A live-fire test of America’s latest response to growing anti-access threats abroad conducted Monday demonstrates the F-35 can take foreign airspace without firing a shot, reports Business Insider.
During Monday’s test at White Sands Missile Range, an unmodified U.S. Marine Corps F-35B acting as an elevated sensor detected an airborne threat beyond the horizon. Data was sent to a ground station connected to the USS Desert Ship, which eliminated the identified threat with a Raytheon Standard Missile 6 (SM-6), Lockheed Martin revealed in a statement Tuesday.
The test validates the F-35 and the Naval Integrated Fire Control Counter Air (NIFC-CA) battle network. Using this network, the stealth F-35 fighter could slip into contested airspace, identify key threats to American forces, relay the message to a land-based Aegis system or an Aegis destroyer, and allow the enemy targets to be destroyed remotely.
“One of the key defining attributes of a 5th generation fighter is the force multiplier effect it brings to joint operations through its foremost sensor fusion and external communications capabilities. Those attributes were successfully proven at White Sands Missile Range in a very realistic demonstration of distributed lethality leveraging a U.S. Marine Corps F-35B and the U.S. Navy’s Aegis Weapon System,” explained Orlando Carvalho, executive vice president of Lockheed Martin Aeronautics.
“This only scratches the surface of the potential warfighting capabilities F-35 aircraft will ultimately enable across our military forces,” he added.
The F-35’s involvement in the NIFC-CA network should allay concerns about the F-35’s limited ordnance capacity. As a support fighter, backed by Aegis systems, the F-35 can deliver a hard punch to enemy targets.
“NIFC-CA is a game changer for the U.S. Navy that extends the engagement range we can detect, analyze and intercept targets,” said Dale Bennett, executive vice president of Lockheed Martin Rotary and Mission Systems.
The SM-6 can knock out enemy aircraft, as well as incoming ballistic missiles. The latter is particularly important considering growing Chinese and Russian anti-access threats in contested areas.
Integrating the F-35 into the NIFC-CA gives the U.S. the ability to counter Russian S-400 and Chinese HQ-9 air defense systems in the Western Pacific, the Baltics, the Eastern Mediterranean, the National Interest introduced.
The SM-6 also has anti-ship capabilities, suggesting that the U.S. Navy could use the NIFC-CA system to target enemy surface units as well.
The NIFC-CA system also has the ability to be expanded beyond the U.S. Navy’s Aegis missile systems. After receiving data from the F-35, a Boeing F/A-18 E/F Super Hornet, EA-18-G Growler, or submarine could launch a long-range missile to take out an enemy threat.
China’s projectile-based defense strategy, improve air defense systems, and demonstrated willingness to deploy these systems in disputed areas has raised concerns about Chinese anti-access capabilities.

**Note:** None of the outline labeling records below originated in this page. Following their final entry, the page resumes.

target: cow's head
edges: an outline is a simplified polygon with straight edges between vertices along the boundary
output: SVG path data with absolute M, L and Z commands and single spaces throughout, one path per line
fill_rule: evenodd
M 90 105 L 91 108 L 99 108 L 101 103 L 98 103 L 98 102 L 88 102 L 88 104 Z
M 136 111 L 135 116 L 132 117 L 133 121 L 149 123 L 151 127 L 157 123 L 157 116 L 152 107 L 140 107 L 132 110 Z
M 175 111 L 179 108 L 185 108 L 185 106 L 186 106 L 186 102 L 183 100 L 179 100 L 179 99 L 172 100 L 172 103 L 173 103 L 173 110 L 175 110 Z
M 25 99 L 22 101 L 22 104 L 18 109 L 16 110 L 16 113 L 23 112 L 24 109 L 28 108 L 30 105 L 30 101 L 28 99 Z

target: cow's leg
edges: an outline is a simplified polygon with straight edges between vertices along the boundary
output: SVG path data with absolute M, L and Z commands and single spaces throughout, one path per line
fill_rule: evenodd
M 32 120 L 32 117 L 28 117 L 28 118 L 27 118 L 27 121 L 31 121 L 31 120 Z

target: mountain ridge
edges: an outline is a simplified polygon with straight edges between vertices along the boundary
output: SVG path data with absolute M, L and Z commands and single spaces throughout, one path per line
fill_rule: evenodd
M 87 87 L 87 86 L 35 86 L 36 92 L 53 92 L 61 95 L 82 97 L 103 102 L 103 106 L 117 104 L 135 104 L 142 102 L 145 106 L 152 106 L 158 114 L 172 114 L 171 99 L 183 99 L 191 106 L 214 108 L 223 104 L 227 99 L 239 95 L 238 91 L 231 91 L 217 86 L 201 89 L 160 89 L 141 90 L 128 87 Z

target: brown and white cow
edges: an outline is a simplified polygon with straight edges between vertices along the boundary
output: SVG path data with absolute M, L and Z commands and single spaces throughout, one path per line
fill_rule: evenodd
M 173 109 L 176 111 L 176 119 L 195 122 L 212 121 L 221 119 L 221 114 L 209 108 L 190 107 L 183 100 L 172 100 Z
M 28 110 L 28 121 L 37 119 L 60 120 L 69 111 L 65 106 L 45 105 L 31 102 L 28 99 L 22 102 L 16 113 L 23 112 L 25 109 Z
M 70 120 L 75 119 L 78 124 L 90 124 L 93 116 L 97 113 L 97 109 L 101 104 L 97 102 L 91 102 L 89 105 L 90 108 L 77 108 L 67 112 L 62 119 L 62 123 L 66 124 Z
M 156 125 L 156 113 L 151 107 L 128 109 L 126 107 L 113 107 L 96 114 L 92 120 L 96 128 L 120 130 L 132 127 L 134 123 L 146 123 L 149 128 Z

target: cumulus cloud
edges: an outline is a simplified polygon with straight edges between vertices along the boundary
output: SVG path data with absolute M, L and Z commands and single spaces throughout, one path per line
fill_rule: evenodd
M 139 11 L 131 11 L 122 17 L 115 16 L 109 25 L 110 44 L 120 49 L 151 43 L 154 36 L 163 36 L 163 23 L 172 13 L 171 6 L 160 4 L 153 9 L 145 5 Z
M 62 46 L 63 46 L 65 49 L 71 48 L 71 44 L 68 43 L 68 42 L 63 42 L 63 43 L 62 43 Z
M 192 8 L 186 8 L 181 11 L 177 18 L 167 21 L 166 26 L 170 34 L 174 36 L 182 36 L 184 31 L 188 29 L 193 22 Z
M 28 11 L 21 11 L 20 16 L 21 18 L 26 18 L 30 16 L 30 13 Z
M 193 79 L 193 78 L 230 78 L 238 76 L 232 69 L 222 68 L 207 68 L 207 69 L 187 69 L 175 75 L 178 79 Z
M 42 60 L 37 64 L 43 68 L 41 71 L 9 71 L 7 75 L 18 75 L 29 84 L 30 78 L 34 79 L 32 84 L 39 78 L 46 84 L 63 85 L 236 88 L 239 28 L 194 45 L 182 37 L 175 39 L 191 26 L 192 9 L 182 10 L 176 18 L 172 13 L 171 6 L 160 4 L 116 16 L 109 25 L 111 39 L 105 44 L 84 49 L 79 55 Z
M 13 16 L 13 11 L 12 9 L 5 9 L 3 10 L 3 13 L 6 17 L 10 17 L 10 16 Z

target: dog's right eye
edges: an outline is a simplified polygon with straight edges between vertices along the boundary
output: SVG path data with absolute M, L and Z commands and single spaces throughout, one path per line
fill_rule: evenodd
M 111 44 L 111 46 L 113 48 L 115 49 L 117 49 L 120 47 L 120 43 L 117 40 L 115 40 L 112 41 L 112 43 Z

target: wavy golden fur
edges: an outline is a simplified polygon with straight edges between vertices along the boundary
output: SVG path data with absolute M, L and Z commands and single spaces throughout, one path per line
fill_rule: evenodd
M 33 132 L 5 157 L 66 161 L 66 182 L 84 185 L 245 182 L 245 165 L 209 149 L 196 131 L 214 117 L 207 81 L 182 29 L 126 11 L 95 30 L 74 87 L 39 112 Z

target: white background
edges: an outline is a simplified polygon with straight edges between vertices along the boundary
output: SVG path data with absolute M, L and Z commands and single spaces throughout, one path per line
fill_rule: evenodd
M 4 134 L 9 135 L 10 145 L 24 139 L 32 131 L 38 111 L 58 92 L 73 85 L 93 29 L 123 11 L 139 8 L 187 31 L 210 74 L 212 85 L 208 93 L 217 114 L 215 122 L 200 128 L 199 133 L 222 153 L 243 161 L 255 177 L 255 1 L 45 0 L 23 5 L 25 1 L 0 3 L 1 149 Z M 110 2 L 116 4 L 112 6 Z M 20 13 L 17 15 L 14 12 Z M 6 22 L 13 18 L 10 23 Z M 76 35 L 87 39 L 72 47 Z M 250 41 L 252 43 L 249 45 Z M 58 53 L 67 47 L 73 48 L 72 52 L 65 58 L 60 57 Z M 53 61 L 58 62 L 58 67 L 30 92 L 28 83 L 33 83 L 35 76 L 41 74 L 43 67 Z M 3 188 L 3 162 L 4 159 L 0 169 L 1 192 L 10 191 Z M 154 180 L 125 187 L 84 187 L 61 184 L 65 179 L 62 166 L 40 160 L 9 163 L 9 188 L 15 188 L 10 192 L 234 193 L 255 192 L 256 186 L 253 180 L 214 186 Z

In particular, China’s DF-21 and DF-26 anti-ship ballistic missiles and Type 052D Luyang III-class destroyers, all of which have been designated “carrier killers,” are regarded as serious threats to American operations in Asia, specifically the South China Sea. China’s regional HQ-9 deployments have also raised a few red flags.
The Chinese anti-access/area-denial (A2/AD) threat may be much less of a problem with the F-35/NIFC-CA combo. Once the F-35 is introduced into the carrier air wing, the U.S. Navy will be better equipped to fight inside A2/AD zones; however, this is still a work in progress.